Se dal Ponte della Vittoria ci si dirige ad ovest, dopo poco si raggiunge la frazione di Croce, cui è legata la memoria dei feroci combattimenti che vi ebbero luogo e nei quali si distinsero i fanti della Brigata Sassari e del suo eroe, la MOVM Tito Acerbo e dove fu decorato un altro suo ufficiale, la MAVM Emilio Lussu, futuro scrittore e eminente politico, padre dell’autonomia sarda. Croce fu il caposaldo di un solido sistema tattico di difesa delle prime linee italiane e fu una delle sentinelle avanzate del campo trincerato di Treviso. 

Prima di giungere a Croce si passa per la località ancor oggi chiamata Scuole di S. Rocco che, assieme alla limitrofa Campagna delle Scuole di S. Rocco, fu teatro di sanguinosi combattimenti nei primi giorni della Battaglia del Solstizio. Prossimi a Croce, sulla destra, appare il ponte ferroviario, fatto saltare in aria dalle truppe italiane nel novembre del 1917, per impedire l’avanzata nemica. Il ponte fu ricostruito dopo la Vittoria e nel 1934, a pochi metri dalle sue spalle, vennero eretti due monumenti identici, opere dell’arch. Guido Cirilli, a ricordare le battaglie del Piave e il sacrificio di moltissimi soldati italiani; a lato di ciascuno dei grandi blocchi di marmo era incastonato un enorme fascio con scure e testa di leone, rimosso nel secondo dopoguerra.

Le prime abitazioni di Via Croce, che conduce al centro della frazione, facevano parte del complesso di abitazioni chiamate Case Gradenigo. Le Case Gradenigo, per la loro posizione strategica, furono teatro di scontri cruciali dal 15 al 23 giugno 1918 e non a caso questo fondamentale caposaldo è più volte citato nei diari e nella memorialistica della Grande Guerra. 

Poco prima del centro dell’abitato si erge l’ex scuola elementare, ora centro polifunzionale, dedicata un tempo a Tito Acerbo, come pure l’omonimo piazzale antistante, dove si trova il Monumento ai Caduti della Grande Guerra. 

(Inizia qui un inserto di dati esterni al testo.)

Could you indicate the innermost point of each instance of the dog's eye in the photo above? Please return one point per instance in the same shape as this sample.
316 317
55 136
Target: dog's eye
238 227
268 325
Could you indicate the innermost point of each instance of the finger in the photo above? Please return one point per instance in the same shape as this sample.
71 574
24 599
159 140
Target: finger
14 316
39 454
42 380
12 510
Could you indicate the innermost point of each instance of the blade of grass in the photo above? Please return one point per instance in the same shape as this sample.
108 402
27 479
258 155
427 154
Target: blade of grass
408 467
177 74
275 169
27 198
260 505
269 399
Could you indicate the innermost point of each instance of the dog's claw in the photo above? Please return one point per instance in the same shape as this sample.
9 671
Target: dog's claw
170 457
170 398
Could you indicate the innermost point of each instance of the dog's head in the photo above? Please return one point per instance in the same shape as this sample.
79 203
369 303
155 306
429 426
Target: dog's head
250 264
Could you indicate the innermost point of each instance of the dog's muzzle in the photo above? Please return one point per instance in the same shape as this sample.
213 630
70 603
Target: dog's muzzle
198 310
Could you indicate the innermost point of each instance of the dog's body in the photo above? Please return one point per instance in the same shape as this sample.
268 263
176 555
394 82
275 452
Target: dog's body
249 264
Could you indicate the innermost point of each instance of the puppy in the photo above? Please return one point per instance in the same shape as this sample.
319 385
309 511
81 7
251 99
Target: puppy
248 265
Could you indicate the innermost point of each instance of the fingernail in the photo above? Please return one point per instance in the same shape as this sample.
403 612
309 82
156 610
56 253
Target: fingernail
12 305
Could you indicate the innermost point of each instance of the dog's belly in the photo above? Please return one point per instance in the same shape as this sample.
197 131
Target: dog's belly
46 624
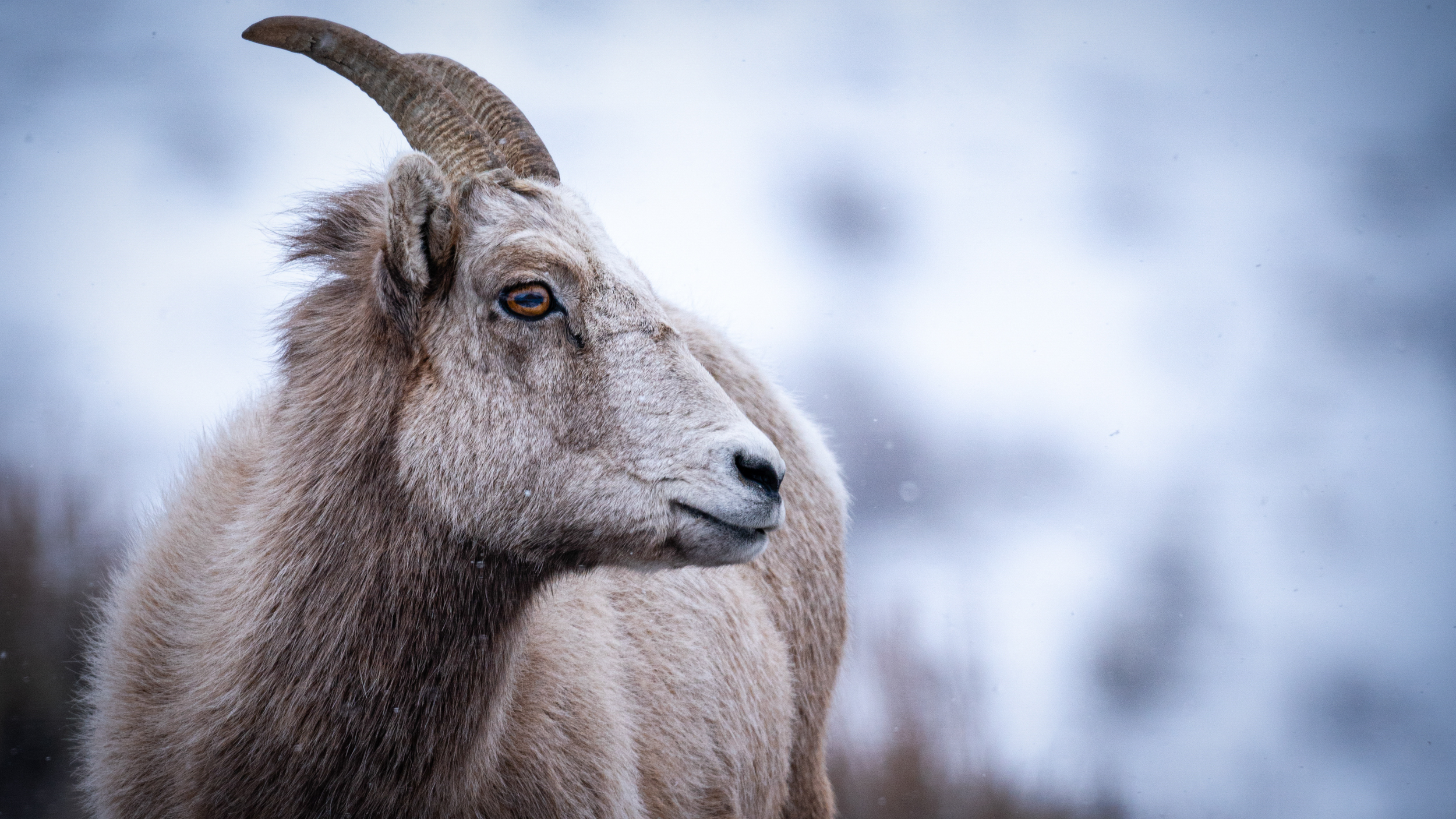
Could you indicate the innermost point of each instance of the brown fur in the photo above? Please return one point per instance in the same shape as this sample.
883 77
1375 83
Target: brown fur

Nella piazzetta tra Via Croce e Via Bosco un cippo e una colonna spezzata ricordano il "sassarino" Capitano Tito Acerbo. Nello stesso slargo, ai margini della piazzetta intitolata a Don Ferruccio Dussin, si eleva la chiesa parrocchiale, ricostruzione postbellica della precedente, distrutta nei combattimenti, come pure tutta la frazione.

Le "memorie" di Croce sono tutte molto vicine: dopo un centinaio di metri si può accedere al cimitero civile, che incorpora anche una parte del dismesso cimitero militare.
Questo è un importante luogo della memoria, che conserva ancora i resti di 500 soldati austro-ungarici.
Il cimitero militare di Croce fu costruito alla fine della Grande Guerra, sul lato occidentale del cimitero parrocchiale e dedicato alla MOVM Capitano Tito Acerbo, del 152° Reggimento di Fanteria, Brigata Sassari, morto a Croce durante la Battaglia del Solstizio. 

Lasciata Croce in direzione della SS14, dopo un paio di chilometri si giunge nel piazzale sterrato di fronte all’Agenzia Franceschini. Davanti all’agenzia si trova il sito (ora diviso in due dalla curva della SS 14) di casa Franceschini, un posto di medicazione dove era ospitata anche la Croce Rossa Americana. L’edificio, tuttora esistente, era stata trasformato in avamposto di sanità e ospitava le ambulanze dell’ARC (Croce Rossa Americana), che si recavano al fronte a recuperare i feriti, trasportandoli ai posti di prima medicazione e poi agli ospedali da campo o a quelli territoriali.